Solar Power to the Rescue – P. Spencer

The nice thing about imperialism is that it motivates others to defeat it. For now, most countries are still tip-toeing around the U.S.A. because of the nuclear arsenal and due to the destabilizing effect on international economic activity of cutting off the U.S. markets. In one particular, though, the rest of the industrialized world has an anti-imperialist strategy – even Great Britain is in on this one.

Exploitation of renewable energy is the main feature of this strategy – particularly solar-derived power. Ten years ago, largely as a function of government (NASA and military) contracts, the U.S. was the world’s leading producer of photovoltaic generation devices. Now there is no U.S. manufacturer in the top 10, although there are a lot of start-ups and GE is talking a good game. The U.S. ranks third in cumulative, installed capacity; but, if it were not for tax breaks and other incentives in California and New Jersey (of all places), this country would be in a relative holding pattern.

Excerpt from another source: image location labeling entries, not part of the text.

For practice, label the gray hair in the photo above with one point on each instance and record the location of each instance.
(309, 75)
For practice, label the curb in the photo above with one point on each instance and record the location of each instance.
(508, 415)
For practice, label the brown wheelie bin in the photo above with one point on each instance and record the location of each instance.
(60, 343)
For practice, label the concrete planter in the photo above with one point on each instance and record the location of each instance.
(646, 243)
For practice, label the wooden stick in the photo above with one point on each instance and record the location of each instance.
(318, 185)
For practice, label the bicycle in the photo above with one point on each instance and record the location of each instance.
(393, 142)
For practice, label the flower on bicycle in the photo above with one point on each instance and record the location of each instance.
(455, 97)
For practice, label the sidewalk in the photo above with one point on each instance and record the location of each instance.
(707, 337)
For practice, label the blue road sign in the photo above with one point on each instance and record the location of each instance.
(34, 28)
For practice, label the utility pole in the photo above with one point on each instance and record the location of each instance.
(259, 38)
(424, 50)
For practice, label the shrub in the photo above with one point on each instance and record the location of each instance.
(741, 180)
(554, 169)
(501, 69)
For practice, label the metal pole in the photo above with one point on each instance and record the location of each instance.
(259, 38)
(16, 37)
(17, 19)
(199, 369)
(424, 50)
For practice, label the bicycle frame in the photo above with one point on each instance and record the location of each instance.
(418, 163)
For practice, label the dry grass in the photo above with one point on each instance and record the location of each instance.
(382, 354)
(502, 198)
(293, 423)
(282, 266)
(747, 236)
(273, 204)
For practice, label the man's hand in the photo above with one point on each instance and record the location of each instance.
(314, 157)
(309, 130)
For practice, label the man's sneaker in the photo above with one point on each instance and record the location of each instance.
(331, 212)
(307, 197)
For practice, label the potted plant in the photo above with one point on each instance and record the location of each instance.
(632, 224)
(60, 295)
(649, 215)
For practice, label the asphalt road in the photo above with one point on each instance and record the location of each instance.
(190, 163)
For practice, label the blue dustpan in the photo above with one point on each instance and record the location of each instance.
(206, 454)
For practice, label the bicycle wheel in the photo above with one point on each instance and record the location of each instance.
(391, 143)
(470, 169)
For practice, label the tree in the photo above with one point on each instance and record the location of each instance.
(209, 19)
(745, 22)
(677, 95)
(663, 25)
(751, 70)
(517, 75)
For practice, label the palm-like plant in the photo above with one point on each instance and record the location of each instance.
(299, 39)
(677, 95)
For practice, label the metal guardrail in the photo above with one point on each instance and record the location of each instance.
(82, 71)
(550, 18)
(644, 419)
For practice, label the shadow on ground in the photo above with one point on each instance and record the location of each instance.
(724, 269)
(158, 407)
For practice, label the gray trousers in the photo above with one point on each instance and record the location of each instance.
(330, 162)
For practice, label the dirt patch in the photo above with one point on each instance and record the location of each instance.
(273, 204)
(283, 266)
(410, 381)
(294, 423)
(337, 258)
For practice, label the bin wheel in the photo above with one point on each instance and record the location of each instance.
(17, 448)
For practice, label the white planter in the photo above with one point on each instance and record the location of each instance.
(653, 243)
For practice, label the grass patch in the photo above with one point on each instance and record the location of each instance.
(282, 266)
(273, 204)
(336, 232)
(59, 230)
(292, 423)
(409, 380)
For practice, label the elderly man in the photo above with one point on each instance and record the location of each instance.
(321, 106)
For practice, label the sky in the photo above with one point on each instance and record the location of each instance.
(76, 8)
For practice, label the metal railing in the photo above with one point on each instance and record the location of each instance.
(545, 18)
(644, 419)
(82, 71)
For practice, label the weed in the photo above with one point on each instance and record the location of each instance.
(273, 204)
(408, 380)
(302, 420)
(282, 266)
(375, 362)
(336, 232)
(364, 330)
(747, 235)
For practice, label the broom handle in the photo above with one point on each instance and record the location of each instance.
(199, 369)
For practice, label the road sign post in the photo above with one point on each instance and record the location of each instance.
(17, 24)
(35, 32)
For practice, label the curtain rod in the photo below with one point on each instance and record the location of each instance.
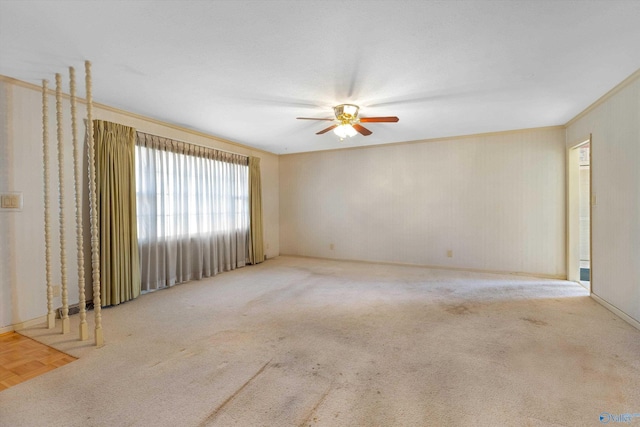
(192, 143)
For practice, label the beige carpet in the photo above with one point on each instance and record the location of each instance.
(298, 341)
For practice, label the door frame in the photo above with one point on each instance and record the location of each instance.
(573, 212)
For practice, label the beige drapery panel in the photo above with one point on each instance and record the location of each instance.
(116, 188)
(256, 247)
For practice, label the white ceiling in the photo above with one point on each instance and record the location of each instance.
(244, 70)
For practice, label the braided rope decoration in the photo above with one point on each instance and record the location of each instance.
(95, 249)
(83, 331)
(51, 317)
(63, 252)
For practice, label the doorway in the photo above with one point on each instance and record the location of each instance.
(579, 214)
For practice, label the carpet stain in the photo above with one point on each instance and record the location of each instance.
(460, 309)
(309, 418)
(536, 322)
(212, 415)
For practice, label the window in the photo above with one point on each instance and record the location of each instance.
(192, 210)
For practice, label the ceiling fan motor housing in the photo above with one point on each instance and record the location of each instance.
(347, 114)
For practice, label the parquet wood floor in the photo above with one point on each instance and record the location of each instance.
(22, 358)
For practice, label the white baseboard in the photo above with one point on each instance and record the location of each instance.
(23, 325)
(615, 310)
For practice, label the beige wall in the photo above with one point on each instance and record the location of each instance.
(497, 201)
(22, 272)
(615, 155)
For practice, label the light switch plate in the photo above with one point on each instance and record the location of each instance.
(11, 201)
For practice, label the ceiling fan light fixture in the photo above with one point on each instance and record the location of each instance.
(345, 131)
(346, 112)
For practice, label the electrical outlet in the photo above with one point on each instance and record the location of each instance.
(11, 201)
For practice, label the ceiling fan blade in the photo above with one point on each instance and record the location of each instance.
(363, 130)
(391, 119)
(326, 130)
(312, 118)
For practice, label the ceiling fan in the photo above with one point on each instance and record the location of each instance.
(348, 122)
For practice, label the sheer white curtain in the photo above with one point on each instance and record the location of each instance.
(193, 211)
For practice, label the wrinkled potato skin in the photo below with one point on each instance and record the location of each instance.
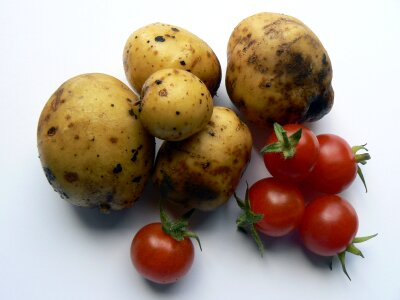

Japan is now number one in installed capacity and in manufacturing output. Germany is number two. Japan has more than three times the installed capacity of the U.S. and produced five times the solar cell capacity in 2005; Germany has double the U.S. numbers in both categories. Four of the top five manufacturers in terms of rated output are Japanese, five of the top 10 are European (including the solar division of British Petroleum).

Germany has rebates and incentives that cut the cost of modules roughly in half. Japan has energy (petroleum-based) prices at an unsubsidized level – the upshot is that their manufacturing output for “solar modules” is sold out for some time to come. Spain, I read recently, has promulgated policy to require new roofs to be constructed with photovoltaic capability. Shanghai has a similar “100,000 roofs” policy.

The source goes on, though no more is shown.